The company’s market cap is $3.67 billion, and it actually has earnings. Holders of the stock are paying less than four times the annual revenues for the company, based on last year’s number of $1.02 billion in sales. Since 2009, those sales have doubled, while profit margins have been on a steady uptick.

Tibco is in the data analysis space, middleware that enables the creation of applications in a variety of areas. Its most recent acquisition, in 2010, was LoyaltyLabs, which works in the marketing space. But since it’s a platform, it’s applicable across industry groups.

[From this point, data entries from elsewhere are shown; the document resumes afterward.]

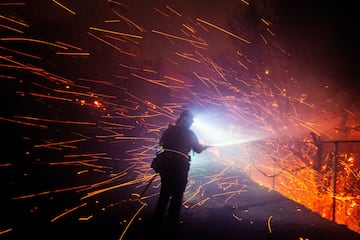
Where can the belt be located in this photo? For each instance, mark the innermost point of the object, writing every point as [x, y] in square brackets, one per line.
[176, 151]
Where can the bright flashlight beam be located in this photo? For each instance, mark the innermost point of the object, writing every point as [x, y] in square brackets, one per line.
[217, 135]
[230, 143]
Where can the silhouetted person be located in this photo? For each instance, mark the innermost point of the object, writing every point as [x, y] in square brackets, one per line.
[176, 142]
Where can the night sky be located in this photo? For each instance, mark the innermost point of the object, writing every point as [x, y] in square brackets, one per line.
[88, 86]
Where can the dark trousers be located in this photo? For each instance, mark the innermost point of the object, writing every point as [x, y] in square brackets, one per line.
[173, 183]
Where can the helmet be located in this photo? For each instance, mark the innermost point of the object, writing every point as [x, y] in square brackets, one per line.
[187, 114]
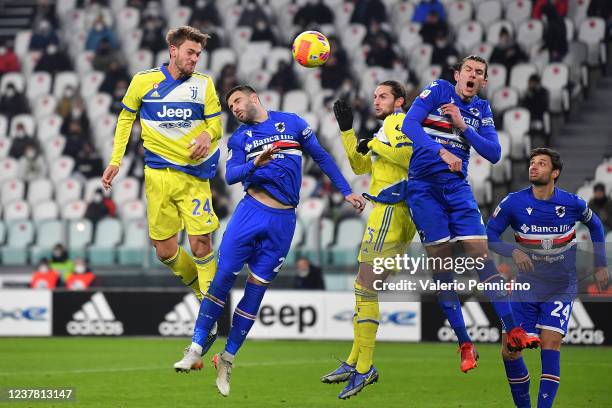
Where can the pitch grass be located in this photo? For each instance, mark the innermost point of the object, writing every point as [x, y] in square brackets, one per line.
[137, 372]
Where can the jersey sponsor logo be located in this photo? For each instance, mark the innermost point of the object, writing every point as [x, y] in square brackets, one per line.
[180, 321]
[95, 318]
[478, 325]
[179, 113]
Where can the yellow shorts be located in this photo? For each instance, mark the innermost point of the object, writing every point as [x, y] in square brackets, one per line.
[388, 233]
[177, 200]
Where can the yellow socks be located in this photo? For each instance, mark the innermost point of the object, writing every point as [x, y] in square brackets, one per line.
[368, 316]
[185, 268]
[207, 267]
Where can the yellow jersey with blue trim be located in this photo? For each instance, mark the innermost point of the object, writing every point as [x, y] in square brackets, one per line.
[173, 113]
[387, 160]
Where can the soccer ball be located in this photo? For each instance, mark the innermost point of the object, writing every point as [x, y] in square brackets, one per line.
[310, 49]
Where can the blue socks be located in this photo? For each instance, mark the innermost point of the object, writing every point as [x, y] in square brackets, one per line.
[499, 299]
[449, 302]
[244, 316]
[518, 378]
[549, 380]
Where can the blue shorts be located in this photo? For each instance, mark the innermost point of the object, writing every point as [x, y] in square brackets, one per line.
[445, 211]
[259, 236]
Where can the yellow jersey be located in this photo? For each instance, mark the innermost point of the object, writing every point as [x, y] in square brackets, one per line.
[173, 112]
[387, 160]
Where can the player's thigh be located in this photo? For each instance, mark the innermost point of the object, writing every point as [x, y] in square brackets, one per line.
[194, 200]
[555, 315]
[428, 212]
[274, 245]
[465, 219]
[163, 215]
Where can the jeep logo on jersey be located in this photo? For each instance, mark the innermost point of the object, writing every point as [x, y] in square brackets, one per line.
[178, 113]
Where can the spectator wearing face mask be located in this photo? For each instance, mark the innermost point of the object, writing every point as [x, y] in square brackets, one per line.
[9, 62]
[32, 164]
[44, 277]
[82, 277]
[602, 205]
[13, 102]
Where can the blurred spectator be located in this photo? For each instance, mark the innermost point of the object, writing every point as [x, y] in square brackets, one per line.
[98, 33]
[536, 102]
[96, 209]
[20, 140]
[555, 36]
[381, 54]
[60, 261]
[445, 55]
[283, 79]
[507, 52]
[308, 276]
[105, 56]
[88, 162]
[313, 13]
[433, 27]
[152, 34]
[42, 36]
[44, 277]
[13, 102]
[251, 14]
[367, 10]
[560, 5]
[53, 60]
[427, 6]
[82, 277]
[32, 164]
[9, 62]
[262, 31]
[602, 205]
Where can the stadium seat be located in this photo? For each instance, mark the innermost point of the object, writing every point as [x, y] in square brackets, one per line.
[12, 190]
[45, 210]
[39, 190]
[136, 243]
[555, 78]
[9, 169]
[20, 235]
[48, 234]
[108, 234]
[80, 233]
[74, 210]
[497, 78]
[469, 34]
[16, 211]
[518, 11]
[592, 32]
[459, 12]
[61, 168]
[39, 83]
[43, 106]
[487, 12]
[68, 190]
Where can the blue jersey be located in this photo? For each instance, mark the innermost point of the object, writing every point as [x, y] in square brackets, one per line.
[430, 131]
[282, 177]
[545, 230]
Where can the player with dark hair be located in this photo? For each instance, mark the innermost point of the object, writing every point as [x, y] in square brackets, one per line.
[180, 116]
[389, 229]
[265, 155]
[543, 218]
[444, 122]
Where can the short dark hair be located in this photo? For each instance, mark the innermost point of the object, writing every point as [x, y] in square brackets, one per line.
[397, 90]
[178, 36]
[555, 158]
[247, 89]
[477, 58]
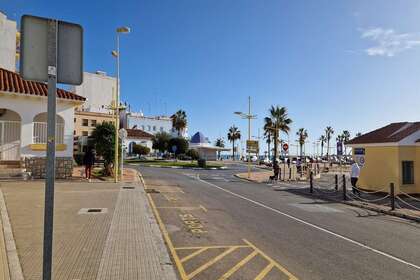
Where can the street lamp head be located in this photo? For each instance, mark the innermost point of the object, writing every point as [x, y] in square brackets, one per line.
[123, 29]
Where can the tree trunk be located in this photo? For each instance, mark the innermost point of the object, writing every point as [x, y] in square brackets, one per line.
[275, 146]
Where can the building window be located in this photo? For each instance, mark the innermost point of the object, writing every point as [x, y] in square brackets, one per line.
[408, 172]
[40, 129]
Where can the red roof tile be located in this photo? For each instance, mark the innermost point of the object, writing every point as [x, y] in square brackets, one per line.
[138, 133]
[13, 82]
[393, 132]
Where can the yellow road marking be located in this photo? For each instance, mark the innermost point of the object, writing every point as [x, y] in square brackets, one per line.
[211, 262]
[165, 233]
[238, 266]
[184, 259]
[169, 198]
[211, 247]
[204, 208]
[264, 272]
[276, 264]
[181, 207]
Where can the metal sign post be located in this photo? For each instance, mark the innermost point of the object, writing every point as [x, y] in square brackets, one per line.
[50, 170]
[52, 52]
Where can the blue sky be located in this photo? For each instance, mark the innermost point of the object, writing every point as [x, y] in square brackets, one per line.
[350, 64]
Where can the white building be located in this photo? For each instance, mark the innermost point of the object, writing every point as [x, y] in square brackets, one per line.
[98, 89]
[153, 125]
[23, 120]
[202, 145]
[137, 136]
[8, 33]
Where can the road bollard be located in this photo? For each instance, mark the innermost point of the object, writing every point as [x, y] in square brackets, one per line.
[392, 195]
[344, 188]
[311, 182]
[336, 182]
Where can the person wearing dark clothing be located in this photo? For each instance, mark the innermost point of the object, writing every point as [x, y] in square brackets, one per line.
[88, 161]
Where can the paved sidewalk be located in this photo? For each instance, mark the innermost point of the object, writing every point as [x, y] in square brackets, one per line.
[122, 241]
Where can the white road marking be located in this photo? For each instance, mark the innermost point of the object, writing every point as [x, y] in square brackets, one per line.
[315, 226]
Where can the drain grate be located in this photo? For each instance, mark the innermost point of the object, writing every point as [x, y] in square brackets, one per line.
[93, 211]
[152, 191]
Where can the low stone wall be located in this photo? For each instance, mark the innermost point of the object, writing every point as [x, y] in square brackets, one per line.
[37, 167]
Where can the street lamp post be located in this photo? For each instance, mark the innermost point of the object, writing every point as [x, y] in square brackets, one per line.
[116, 54]
[248, 116]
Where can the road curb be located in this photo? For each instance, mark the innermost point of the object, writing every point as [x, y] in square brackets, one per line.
[355, 204]
[15, 268]
[165, 251]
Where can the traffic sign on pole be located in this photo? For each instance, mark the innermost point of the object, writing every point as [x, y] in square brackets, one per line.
[285, 147]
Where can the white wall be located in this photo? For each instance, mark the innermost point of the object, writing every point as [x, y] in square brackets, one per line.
[7, 43]
[98, 89]
[28, 107]
[144, 142]
[144, 123]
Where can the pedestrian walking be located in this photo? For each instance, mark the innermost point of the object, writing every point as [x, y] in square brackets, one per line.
[354, 177]
[88, 161]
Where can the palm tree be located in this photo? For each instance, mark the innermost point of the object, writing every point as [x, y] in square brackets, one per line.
[280, 121]
[329, 131]
[322, 139]
[233, 134]
[302, 134]
[179, 121]
[268, 133]
[346, 138]
[219, 143]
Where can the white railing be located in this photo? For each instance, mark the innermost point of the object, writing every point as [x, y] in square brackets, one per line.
[40, 133]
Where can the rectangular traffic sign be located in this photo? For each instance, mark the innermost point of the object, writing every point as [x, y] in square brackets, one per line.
[33, 61]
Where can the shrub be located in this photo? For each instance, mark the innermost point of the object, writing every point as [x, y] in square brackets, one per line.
[160, 141]
[103, 138]
[140, 149]
[193, 154]
[202, 163]
[180, 143]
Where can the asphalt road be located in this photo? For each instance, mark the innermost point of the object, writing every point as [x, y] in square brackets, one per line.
[222, 227]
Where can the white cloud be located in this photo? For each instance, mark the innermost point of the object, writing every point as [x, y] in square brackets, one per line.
[388, 42]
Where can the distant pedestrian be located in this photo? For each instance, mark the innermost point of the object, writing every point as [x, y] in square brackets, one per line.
[354, 177]
[88, 161]
[276, 171]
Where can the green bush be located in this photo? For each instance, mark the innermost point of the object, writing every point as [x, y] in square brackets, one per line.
[140, 149]
[202, 163]
[103, 138]
[180, 143]
[193, 154]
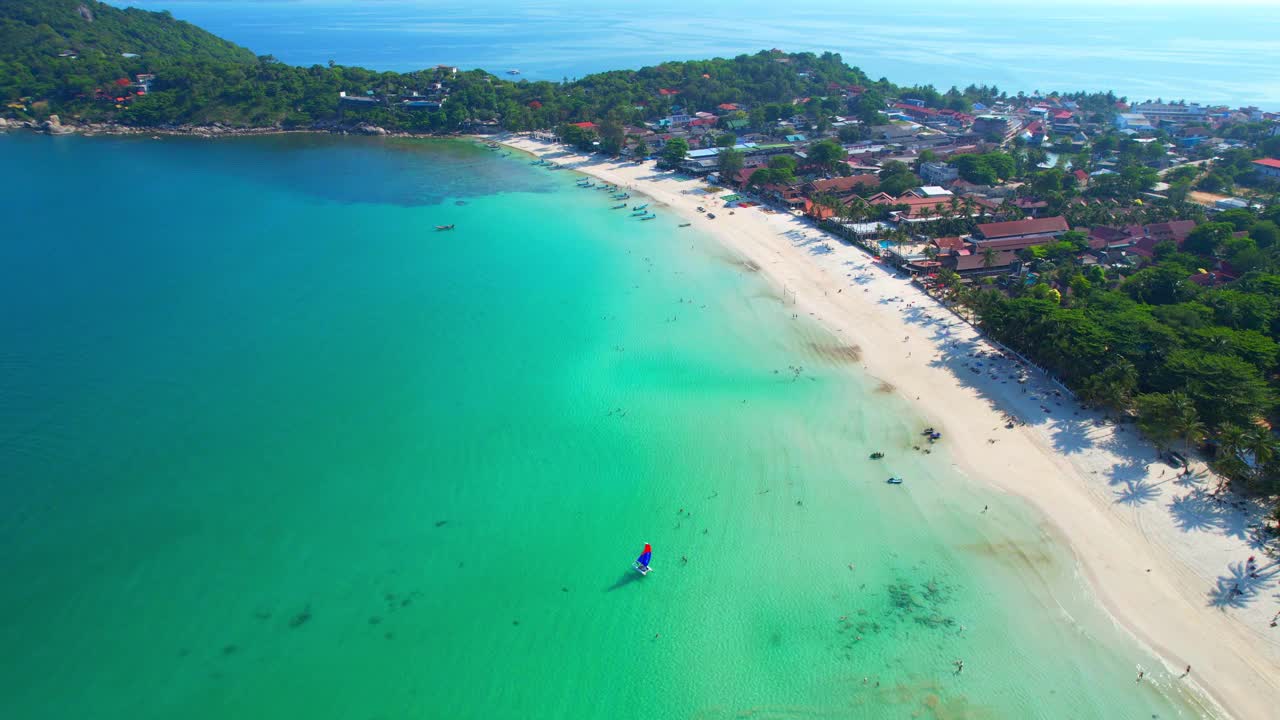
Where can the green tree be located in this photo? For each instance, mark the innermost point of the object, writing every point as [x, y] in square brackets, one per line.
[675, 151]
[1156, 413]
[1265, 233]
[730, 164]
[826, 154]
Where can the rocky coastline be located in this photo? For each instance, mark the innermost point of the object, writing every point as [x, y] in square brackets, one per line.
[55, 126]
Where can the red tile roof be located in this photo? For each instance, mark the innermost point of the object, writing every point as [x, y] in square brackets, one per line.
[977, 261]
[845, 185]
[1016, 228]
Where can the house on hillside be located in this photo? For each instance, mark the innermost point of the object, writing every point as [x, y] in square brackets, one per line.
[1001, 127]
[938, 173]
[1037, 231]
[1134, 122]
[842, 187]
[1267, 168]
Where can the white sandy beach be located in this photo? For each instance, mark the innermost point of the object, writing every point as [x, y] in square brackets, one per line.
[1159, 551]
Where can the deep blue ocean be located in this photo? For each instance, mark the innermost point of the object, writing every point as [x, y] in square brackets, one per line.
[1208, 51]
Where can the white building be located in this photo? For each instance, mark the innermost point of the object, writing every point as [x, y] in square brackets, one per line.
[938, 173]
[1171, 112]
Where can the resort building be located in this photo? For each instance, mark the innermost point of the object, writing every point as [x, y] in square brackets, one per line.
[938, 173]
[1171, 113]
[1267, 168]
[1002, 127]
[1036, 231]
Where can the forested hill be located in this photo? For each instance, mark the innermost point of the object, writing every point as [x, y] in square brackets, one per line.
[78, 58]
[101, 33]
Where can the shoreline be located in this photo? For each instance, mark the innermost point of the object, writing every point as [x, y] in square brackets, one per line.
[1156, 551]
[210, 131]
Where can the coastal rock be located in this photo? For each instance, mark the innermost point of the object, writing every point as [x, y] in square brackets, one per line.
[54, 126]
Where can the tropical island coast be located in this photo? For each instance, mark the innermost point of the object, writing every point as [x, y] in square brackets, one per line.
[1159, 551]
[1124, 253]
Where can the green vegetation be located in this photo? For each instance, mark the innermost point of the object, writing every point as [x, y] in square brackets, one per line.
[1192, 363]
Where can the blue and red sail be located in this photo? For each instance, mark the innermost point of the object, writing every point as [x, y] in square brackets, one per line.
[643, 561]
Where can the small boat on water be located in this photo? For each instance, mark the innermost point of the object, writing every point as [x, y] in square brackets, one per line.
[641, 563]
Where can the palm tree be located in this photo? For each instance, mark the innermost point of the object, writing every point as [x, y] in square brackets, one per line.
[988, 256]
[1261, 443]
[1184, 420]
[1230, 440]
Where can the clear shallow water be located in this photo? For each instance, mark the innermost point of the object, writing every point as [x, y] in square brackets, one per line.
[272, 446]
[1142, 50]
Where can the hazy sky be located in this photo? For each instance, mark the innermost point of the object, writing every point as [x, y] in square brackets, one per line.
[1223, 51]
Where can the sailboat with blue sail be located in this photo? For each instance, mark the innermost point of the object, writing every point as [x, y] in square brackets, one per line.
[641, 563]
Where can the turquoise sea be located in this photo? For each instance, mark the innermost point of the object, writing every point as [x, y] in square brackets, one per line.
[1223, 51]
[270, 446]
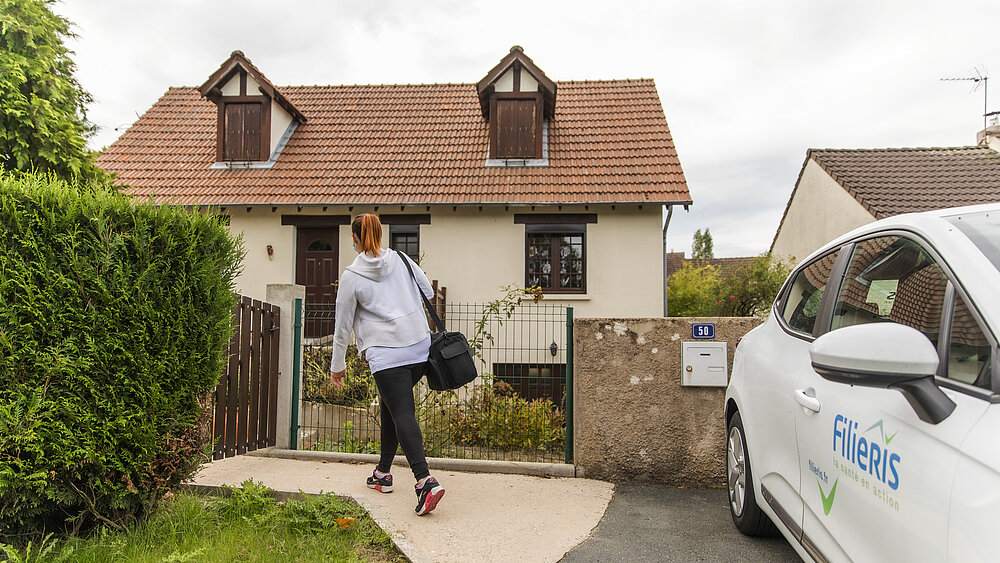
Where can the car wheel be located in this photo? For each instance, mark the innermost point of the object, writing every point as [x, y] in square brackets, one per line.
[743, 507]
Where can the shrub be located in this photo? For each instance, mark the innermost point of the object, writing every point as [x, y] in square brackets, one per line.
[747, 290]
[751, 289]
[359, 385]
[114, 316]
[691, 291]
[494, 416]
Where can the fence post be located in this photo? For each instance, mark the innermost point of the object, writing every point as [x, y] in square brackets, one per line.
[296, 375]
[569, 384]
[284, 295]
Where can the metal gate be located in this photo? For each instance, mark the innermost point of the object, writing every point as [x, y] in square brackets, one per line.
[519, 409]
[246, 398]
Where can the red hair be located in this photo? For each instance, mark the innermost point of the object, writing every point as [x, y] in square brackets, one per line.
[368, 229]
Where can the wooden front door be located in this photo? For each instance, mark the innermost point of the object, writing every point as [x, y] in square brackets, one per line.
[316, 267]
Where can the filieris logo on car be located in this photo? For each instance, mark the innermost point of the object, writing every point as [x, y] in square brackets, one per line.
[865, 457]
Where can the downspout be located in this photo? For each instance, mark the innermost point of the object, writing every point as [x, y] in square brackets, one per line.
[666, 223]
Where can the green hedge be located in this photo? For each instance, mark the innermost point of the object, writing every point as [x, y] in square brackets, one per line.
[113, 320]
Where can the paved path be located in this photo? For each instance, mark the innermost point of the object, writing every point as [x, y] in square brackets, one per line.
[657, 523]
[524, 519]
[483, 516]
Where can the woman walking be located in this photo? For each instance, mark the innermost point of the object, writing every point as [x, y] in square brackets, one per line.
[378, 301]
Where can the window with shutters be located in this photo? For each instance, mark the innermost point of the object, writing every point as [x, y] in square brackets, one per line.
[556, 251]
[518, 102]
[517, 129]
[242, 132]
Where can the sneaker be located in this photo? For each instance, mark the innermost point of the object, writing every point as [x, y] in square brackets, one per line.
[428, 496]
[380, 484]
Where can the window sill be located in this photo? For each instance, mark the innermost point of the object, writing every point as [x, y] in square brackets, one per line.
[565, 297]
[242, 165]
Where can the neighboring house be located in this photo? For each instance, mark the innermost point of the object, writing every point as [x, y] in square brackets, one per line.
[513, 180]
[839, 190]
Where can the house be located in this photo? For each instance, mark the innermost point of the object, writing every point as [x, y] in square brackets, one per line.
[839, 190]
[516, 179]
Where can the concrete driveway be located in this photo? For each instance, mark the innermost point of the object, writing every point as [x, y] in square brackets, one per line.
[658, 523]
[492, 516]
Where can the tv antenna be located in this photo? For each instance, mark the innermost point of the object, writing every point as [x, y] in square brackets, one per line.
[979, 78]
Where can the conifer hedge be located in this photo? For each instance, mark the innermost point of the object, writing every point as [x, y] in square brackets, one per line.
[113, 319]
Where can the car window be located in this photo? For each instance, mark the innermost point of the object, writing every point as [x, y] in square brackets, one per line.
[969, 350]
[802, 305]
[892, 279]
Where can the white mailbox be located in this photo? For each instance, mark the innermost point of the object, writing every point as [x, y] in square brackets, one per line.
[704, 364]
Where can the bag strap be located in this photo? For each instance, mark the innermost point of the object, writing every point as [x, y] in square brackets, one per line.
[430, 308]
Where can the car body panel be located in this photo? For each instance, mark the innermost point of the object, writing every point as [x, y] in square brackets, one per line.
[946, 476]
[976, 493]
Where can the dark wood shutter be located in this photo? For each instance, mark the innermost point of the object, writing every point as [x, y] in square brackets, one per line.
[516, 129]
[242, 130]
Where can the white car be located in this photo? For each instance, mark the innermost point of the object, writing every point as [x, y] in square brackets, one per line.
[863, 414]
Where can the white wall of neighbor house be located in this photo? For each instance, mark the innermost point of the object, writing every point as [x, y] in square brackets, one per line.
[259, 228]
[820, 210]
[474, 253]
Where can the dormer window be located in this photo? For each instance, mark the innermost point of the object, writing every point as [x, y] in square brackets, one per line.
[516, 125]
[254, 119]
[517, 99]
[245, 132]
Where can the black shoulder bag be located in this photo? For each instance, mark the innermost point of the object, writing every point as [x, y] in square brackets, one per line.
[449, 363]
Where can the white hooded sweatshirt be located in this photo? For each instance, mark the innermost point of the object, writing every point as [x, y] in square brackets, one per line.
[378, 300]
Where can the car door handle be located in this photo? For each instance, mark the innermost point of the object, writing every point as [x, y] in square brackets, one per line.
[807, 402]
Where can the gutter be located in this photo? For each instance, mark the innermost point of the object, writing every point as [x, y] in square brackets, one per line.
[666, 223]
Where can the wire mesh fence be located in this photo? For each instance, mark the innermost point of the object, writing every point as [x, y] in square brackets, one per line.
[516, 409]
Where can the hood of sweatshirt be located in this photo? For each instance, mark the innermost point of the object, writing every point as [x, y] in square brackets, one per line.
[375, 268]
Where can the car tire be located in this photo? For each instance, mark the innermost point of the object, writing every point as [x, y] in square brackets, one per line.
[746, 513]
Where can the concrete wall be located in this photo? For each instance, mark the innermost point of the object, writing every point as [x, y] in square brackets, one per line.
[474, 252]
[820, 210]
[633, 421]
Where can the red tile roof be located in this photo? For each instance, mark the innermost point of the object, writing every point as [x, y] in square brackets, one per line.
[893, 181]
[409, 144]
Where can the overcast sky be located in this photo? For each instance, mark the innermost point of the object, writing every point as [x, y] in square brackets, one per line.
[746, 87]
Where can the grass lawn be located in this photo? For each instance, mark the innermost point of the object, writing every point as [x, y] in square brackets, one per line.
[249, 525]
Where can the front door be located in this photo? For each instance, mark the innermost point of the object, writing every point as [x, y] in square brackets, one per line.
[316, 266]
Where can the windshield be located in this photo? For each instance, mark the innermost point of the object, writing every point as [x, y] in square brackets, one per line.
[983, 229]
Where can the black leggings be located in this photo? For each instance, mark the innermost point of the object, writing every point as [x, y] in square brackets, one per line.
[399, 420]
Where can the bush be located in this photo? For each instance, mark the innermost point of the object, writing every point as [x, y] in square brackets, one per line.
[493, 416]
[359, 386]
[113, 323]
[691, 291]
[747, 290]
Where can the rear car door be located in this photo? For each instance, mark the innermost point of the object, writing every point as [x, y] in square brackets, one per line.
[875, 479]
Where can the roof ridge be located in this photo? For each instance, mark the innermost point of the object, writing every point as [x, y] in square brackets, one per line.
[899, 149]
[438, 84]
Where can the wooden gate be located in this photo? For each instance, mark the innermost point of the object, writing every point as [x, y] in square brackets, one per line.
[246, 398]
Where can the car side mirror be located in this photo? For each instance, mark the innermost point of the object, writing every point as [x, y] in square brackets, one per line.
[884, 355]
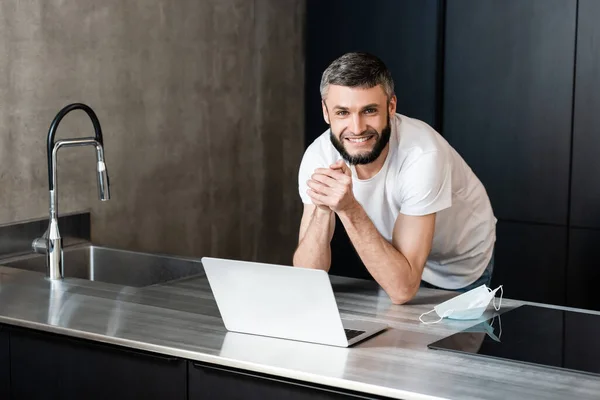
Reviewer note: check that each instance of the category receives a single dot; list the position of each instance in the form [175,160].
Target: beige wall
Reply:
[201,104]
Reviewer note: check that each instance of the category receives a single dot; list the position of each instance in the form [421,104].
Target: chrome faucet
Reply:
[51,243]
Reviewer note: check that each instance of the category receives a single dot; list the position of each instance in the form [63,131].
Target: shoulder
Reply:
[417,136]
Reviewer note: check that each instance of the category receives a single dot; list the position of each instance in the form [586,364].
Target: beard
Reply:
[383,138]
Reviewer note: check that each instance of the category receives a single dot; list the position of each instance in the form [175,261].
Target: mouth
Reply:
[361,141]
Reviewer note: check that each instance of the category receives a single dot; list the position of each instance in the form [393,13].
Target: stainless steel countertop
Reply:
[181,319]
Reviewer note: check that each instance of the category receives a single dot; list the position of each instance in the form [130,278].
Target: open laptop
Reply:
[282,301]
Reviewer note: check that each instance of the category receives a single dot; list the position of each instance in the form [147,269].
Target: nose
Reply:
[358,125]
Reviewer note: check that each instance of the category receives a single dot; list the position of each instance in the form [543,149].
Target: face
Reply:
[359,120]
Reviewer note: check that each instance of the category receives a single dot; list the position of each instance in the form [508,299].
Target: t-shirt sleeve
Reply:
[426,186]
[310,162]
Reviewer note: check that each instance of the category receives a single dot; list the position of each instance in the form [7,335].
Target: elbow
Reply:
[402,295]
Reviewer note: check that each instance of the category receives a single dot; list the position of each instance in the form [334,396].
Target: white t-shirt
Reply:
[422,174]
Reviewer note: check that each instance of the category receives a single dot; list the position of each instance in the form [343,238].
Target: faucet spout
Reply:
[51,242]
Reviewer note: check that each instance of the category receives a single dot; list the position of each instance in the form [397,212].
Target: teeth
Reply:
[358,140]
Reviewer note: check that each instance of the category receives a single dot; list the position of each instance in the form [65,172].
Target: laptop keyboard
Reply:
[352,333]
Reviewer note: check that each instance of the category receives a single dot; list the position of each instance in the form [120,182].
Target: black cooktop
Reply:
[535,335]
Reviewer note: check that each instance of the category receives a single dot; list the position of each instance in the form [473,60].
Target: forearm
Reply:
[314,250]
[388,266]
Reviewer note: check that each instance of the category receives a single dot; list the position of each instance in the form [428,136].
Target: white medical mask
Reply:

Who might be a buyer? Dell Inc. (NASDAQ:DELL) might be the best fit here, but that’s not going to happen given that all the company’s efforts are currently focused on going private. I’d look more toward SAP again, or perhaps Oracle.


Ebix is a company I’ve owned a piece of for some months, and its performance as an investment has not mirrored its success as a company, especially since a Nov. 5 Bloomberg article that said the SEC is investigating its accounting practices.

Ebix provides provides software for insurers, allowing them to create online marketplaces for their products. It has been pushing heavily into health insurance, making a number of acquisitions in that space during 2012.

Copperfield Research has been on the warpath against Ebix, claiming its accounting controls are inadequate and questioning the company’s denial of any SEC action against them.